The Ravens launched their two-day rookie minicamp Saturday, putting their 2006 draft choices and a couple dozen free agents through two get-to-know-you practices. The object of the camp is to get the players acclimated to the team's training complex and provide them a sampling of life in the NFL.
"What we want to get out of it is simply them getting the routine," coach Brian Billick said. "Where are they, where are the bathrooms, where's the chow hall, where's the field, who's in the training room, who's the guy with the goofy glasses and the too long shorts?"
The guy in glasses and lengthy shorts was Billick, who will spend the weekend looking for a few players that can help the Ravens rebound from last year's 6-10 disaster.
Top draft pick Haloti Ngata made an immediate impression, even though the 6-foot-4, 340-pounder from Oregon did little more than run through a series of drills without pads.
"When you watch him moving around, that combination of size and athleticism, until you see it in the flesh it's hard to truly appreciate," Billick said.
Ngata and free agent Nick Leaders of Iowa State were the only defensive linemen in camp. That's twice as many as there were quarterbacks - Drew Olson of UCLA did all the passing on Saturday.
Olson started 37 games for the Bruins but was not picked in the draft. At UCLA, he completed 654 of 1124 passes (58.2 percent) for 8,389 yards, 64 touchdowns and 29 interceptions, joining Cade McNown as the only players in school history to throw for more than 7,000 yards in a career.
Those impressive numbers won't guarantee him a job with the Ravens, but this weekend he will receive an opportunity to strut his stuff.
"It was fun because you get a lot of reps, a lot of experience," Olson said after Saturday's morning session. "It's the best thing I could ask for, coming in being a rookie and learning and getting a lot of reps."
Said Billick: "He's not going to go out of here thinking, 'Geez, I didn't get a chance to show what I can do.'"
The same can be said for wide receiver Demetrius Williams, Baltimore's fourth-round pick. Williams, who played with Ngata at Oregon, is one of three receivers in camp.
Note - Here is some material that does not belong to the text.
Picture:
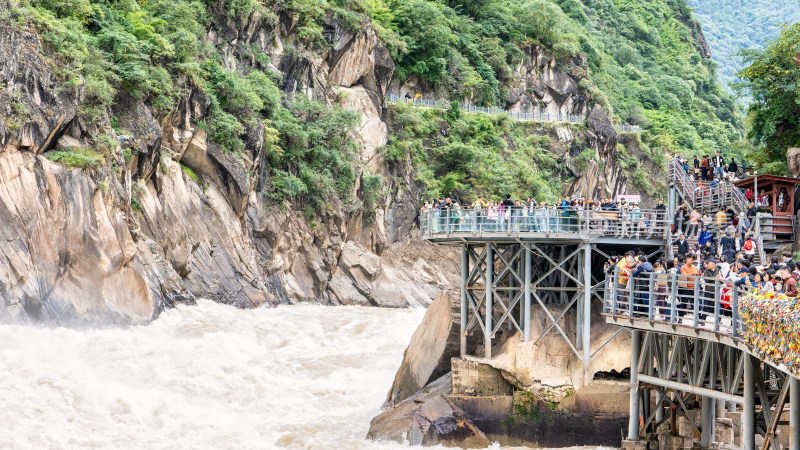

"It's a new environment for me. Just coming out here and being with the guys and being on an NFL team is a lifetime dream," he said. "I was a little nervous at first, but I think the more practices we get, it will be a whole lot easier for the guys."
None of the rookies will make the team this weekend, nor will they blow their shot at being a part of the 2006 Ravens.
"We do not want a good football player to leave this team because he was unfamiliar, didn't know what he was he doing, or was confused or hesitant. And that's easy to do, because they're unfamiliar, they're confused and they're hesitant," Billick said. "You don't want to miss on a good football player that way. You want to give them time to get comfortable. There's only so much evaluating going on right now."
Billick, however, was delighted to be back in a familiar environment.
"It feels good. Any time you can step on a field with a bunch of young people and coach ball, it's a good day," he said. "Now it begins. All that time we had off from the end of the season to now, it starts in earnest now."